As such, the APPG said financial support was 'critically needed' to modernise the sector, and as a step to achieving this, recommended that abattoirs be recognised in the Agriculture Bill, which has its second reading in the House of Lords this week.

Other recommendations include a regulatory framework that is appropriate to the size of the business, a Competition Inquiry into the waste collection market, support for apprenticeships and training, a local food label to showcase provenance and support for mobile abattoirs.

Rare Breeds Survival Trust chief executive Christopher Price said: “We welcome this report. The livestock sector is going to change radically over the next few years. As subsidies are phased out, and people become increasingly interested in the quality, provenance and environmental impact of what they eat, farmers will inevitably be keeping fewer animals but a much more diverse range of breeds. We desperately need an abattoir network set up for this, able to process smaller numbers of 'non-standard' animals.”

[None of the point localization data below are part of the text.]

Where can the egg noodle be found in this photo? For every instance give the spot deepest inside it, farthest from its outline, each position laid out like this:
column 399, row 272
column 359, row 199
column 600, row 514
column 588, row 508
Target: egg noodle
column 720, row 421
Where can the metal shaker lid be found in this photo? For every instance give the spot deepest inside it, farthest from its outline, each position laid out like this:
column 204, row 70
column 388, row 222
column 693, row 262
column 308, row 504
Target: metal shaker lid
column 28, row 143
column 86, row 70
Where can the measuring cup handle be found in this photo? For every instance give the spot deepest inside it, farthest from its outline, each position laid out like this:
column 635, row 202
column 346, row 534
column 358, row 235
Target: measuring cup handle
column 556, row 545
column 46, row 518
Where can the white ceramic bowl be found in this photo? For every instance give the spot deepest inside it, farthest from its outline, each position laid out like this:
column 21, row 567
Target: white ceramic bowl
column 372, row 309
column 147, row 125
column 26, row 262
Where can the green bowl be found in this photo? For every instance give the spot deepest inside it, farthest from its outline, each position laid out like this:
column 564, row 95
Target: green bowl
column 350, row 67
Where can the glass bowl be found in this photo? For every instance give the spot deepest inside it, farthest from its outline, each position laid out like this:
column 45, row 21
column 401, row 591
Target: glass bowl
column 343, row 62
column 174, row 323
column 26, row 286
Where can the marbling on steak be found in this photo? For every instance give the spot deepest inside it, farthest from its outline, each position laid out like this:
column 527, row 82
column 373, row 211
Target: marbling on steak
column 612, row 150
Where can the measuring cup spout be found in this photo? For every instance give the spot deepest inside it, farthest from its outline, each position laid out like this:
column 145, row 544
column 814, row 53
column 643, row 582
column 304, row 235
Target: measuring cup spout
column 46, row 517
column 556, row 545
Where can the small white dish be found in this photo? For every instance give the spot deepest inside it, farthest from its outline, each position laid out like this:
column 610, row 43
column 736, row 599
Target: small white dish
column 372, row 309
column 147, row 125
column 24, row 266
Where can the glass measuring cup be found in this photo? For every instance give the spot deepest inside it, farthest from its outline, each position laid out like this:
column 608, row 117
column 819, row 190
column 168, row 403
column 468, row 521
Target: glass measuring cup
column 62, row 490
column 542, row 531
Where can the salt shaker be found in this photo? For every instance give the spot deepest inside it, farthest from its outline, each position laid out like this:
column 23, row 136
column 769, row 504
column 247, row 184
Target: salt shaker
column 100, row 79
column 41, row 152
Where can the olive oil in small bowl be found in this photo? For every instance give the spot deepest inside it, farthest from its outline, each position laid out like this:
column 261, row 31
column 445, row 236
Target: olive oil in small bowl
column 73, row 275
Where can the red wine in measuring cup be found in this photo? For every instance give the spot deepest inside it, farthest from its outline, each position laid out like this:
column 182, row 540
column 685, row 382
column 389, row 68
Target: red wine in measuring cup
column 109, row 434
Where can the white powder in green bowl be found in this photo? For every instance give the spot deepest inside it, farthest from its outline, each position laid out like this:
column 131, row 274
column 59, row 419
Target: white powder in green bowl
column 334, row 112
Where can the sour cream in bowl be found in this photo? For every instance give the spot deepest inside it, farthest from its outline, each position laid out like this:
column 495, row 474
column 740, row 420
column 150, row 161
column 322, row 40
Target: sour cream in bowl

Peter Greig of Pipers Farm added: “The time is now for a once in a lifetime chance to reshape the vision for our farmed landscape. The next generation of farmers must be much more than part of a globalised commodity supply chain. Local abattoirs offer the truly artisan craft of skilled slaughter for the rich diversity of entrepreneurs who sell meat as a valued, respected product. Natural capital and human capital are equally important in a truly resilient, sustainable supply chain, and local abattoirs are a vital link.”